MAHKEMESİ :Ticaret Mahkemesi
Taraflar arasındaki trafik kazasından kaynaklanan yaralanma nedeniyle maddi tazminat davasında Uyuşmazlık Hakem Heyetince yapılan yargılama sonucunda; başvurunun kabulüne dair verilen kararın davalı vekilinin başvurusu üzerine yapılan itiraz incelemesinde; İtiraz Hakem Heyetince davalı tarafın itirazının reddine dair verilen 20/03/2020 günlü ve 2020/İHK-6429 sayılı kararının Yargıtay’ca incelenmesi davalı vekili tarafından süresi içinde istenilmekle temyiz dilekçesinin kabulüne karar verildikten sonra tetkik hakimi tarafından hazırlanan rapor ile dosya içerisindeki kağıtlar incelenerek gereği görüşüldü.
K A R A R
Davacı vekili Sigorta Tahkim Komisyonuna başvurusunda; 20.05.2013 tarihinde davacının sevk ve idaresindeki aracı ile davalının trafik sigortacısı olduğu aracın karıştığı çift taraflı kaza sonucu davacının malul kalacak şekilde yaralandığını, davalıya yapılan başvuruya rağmen ödeme yapılmadığını belirterek fazlaya ilişkin hakları saklı kalmak kaydıyla 4.100,00TL maluliyet tazminatının temerrüt tarihinden itibaren yasal faizi ile davalı ... şirketinden tahsiline karar verilmesini talep etmiş, ıslah dilekçesi ile dava değerini 250.000,00 TL‘ ye yükseltmiştir.

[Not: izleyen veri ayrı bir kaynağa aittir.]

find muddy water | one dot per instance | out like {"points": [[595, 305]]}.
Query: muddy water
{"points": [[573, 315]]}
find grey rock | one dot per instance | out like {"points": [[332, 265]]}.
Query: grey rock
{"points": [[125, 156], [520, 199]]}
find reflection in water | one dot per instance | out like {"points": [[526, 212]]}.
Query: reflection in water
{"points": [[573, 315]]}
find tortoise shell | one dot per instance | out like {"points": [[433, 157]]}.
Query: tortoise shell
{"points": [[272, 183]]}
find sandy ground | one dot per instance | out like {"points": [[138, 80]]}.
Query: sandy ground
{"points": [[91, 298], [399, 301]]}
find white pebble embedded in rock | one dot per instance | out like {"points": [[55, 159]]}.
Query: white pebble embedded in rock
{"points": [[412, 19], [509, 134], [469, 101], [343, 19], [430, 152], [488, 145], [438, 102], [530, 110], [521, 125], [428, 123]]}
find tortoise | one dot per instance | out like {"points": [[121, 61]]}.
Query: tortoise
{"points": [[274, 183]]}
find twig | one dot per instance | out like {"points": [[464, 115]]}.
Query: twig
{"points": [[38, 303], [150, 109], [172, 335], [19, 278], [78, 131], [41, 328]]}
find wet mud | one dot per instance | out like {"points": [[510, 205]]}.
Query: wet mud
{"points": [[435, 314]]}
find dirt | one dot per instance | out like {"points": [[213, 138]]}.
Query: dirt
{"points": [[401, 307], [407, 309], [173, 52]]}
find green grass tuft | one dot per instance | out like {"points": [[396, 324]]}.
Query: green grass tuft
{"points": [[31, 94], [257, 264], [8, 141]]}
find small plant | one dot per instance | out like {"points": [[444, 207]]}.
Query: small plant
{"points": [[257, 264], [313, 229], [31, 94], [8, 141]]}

Davalı vekili; başvurunun reddine karar verilmesini talep etmiştir.
Sigorta Tahkim Komisyonu Uyuşmazlık Hakem Heyetince, davacının talebinin kabulü ile 250.000,00 TL'nin 09.07.2019 tarihinden itibaren işleyecek yasal faizi ile birlikte davalıdan tahsiline karar verilmiş; Sigorta Tahkim Komisyonu Uyuşmazlık Hakem Heyeti kararına karşı davalı vekilince yapılan itirazın reddine dair İtiraz Hakem Heyeti kararı, davalı vekili tarafından temyiz edilmiştir.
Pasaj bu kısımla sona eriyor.